In an era of individualized medicine, genomic signatures to capture the biological nature of the disease together with relevant patient-specific clinical and pathological information will be used to define the optimal therapeutic regimen for each patient. The clinical validation of biomarkers remains challenging given the multitude of marker assessment methods and the possibility that one drug can affect several molecular pathways. Two trials, I-SPY (investigation of serial studies to predict therapeutic response with imaging and molecular analysis) and BATTLE (biomarker-integrated approaches of targeted therapy of lung cancer elimination trial), have attempted to address these issues by using diverse data types, in the case of I-SPY to identify biomarkers that predict the response to therapy, and in the case of BATTLE by randomizing patients to treatment choices on the basis of their multiple biomarker profiles [3739].
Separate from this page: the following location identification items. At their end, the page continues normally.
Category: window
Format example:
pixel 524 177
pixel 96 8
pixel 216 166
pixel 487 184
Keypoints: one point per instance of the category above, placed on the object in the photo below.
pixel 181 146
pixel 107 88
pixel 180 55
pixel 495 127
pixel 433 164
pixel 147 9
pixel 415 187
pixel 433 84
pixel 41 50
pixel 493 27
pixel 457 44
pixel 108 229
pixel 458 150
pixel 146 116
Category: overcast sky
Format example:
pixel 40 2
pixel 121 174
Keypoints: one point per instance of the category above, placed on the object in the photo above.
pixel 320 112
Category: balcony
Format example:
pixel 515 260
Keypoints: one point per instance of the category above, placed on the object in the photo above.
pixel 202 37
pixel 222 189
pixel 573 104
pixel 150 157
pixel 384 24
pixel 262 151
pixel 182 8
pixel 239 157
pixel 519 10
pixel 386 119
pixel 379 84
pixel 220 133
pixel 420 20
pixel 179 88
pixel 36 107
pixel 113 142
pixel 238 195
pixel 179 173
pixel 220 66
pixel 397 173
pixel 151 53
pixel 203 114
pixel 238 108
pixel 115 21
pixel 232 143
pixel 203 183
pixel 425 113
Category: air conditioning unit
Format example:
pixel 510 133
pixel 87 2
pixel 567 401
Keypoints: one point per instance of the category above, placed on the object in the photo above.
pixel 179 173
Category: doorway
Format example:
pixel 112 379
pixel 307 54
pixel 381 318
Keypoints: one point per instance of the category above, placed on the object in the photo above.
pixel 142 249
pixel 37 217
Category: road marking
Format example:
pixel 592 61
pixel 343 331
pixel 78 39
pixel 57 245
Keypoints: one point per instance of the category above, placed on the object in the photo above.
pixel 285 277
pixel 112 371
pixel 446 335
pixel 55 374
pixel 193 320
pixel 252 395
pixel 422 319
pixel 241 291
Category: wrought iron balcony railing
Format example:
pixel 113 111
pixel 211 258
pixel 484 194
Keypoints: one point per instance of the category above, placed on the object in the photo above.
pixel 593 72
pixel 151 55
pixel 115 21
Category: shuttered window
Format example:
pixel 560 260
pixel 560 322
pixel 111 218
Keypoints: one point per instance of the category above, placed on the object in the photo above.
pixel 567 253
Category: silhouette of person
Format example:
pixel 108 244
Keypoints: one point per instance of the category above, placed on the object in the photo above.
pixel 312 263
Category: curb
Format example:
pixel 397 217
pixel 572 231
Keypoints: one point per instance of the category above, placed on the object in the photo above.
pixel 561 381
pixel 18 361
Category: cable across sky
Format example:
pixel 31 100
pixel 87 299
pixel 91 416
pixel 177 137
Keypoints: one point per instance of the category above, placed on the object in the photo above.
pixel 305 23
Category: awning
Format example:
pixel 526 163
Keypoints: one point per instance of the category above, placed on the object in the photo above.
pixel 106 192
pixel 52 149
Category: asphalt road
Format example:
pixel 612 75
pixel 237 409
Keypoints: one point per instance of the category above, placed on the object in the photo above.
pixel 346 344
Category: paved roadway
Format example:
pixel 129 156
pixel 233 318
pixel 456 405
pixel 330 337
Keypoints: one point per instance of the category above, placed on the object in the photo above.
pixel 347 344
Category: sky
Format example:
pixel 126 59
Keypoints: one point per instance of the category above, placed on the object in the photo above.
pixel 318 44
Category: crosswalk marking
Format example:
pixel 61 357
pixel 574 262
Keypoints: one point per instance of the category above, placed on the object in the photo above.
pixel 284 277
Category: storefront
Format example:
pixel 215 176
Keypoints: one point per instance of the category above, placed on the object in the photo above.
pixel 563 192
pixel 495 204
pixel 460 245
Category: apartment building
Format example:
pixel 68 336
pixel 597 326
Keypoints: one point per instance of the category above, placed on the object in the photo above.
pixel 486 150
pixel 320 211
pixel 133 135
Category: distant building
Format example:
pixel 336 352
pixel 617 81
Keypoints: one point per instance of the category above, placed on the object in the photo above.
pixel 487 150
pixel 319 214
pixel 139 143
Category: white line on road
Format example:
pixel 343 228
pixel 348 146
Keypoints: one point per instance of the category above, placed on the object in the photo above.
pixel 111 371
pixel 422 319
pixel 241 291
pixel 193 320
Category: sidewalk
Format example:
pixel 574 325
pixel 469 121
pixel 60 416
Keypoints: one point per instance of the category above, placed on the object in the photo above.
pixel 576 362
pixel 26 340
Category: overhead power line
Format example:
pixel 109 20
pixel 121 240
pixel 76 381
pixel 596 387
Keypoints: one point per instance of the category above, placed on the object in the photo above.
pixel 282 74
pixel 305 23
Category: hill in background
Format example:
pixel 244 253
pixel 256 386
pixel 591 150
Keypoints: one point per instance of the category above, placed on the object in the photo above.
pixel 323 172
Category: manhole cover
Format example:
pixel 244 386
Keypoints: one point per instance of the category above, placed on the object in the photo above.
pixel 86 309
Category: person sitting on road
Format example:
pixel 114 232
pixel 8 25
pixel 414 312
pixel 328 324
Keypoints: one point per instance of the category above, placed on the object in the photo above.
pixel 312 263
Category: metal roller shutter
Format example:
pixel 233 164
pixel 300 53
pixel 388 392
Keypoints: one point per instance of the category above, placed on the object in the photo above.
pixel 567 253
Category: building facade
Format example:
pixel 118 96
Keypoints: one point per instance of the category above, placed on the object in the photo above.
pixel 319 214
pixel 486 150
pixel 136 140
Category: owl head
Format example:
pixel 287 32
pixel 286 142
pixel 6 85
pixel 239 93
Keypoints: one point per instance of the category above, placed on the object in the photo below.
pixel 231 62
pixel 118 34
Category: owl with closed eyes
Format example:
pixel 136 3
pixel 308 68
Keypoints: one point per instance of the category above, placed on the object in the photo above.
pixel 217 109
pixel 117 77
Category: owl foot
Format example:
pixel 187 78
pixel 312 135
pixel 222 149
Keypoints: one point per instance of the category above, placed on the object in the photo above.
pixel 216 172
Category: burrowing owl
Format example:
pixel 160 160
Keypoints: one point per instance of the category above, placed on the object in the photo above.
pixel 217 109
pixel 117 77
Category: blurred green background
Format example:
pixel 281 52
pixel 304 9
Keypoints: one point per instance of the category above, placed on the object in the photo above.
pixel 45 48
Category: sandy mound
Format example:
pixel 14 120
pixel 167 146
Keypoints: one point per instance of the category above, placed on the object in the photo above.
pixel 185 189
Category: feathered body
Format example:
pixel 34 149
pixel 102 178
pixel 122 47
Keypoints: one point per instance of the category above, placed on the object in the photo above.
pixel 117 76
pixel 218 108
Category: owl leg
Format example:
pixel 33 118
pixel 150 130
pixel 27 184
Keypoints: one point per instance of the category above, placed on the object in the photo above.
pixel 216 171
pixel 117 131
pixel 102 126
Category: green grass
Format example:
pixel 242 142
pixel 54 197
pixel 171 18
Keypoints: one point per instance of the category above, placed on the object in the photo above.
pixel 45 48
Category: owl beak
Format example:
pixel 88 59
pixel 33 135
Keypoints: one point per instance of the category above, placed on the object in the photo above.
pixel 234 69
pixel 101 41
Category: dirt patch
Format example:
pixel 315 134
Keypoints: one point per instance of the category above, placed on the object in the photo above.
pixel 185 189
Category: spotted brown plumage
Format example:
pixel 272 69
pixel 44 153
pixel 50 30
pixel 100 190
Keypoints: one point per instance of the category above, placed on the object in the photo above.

The developmental pathway for genomic signatures and biomarker-directed therapies, from discovery to clinical practice, is complex. Two critical issues in the validation of genomic signatures are the choice of the clinical trial design according to the strength of the preliminary evidence, and questions surrounding the biomarker assays, such as the marker assessment methods, feasibility of obtaining the specimens, the reliability and reproducibility of the assay, and additional cost involved with assessing the marker status of every patient. Although genomic signatures theoretically provide an integrated approach to guide treatment selection and inform patient management, careful consideration of the issues outlined here are needed to determine the clinical utility of such biomarkers.



human epidermal growth factor receptor 2


randomized controlled trial.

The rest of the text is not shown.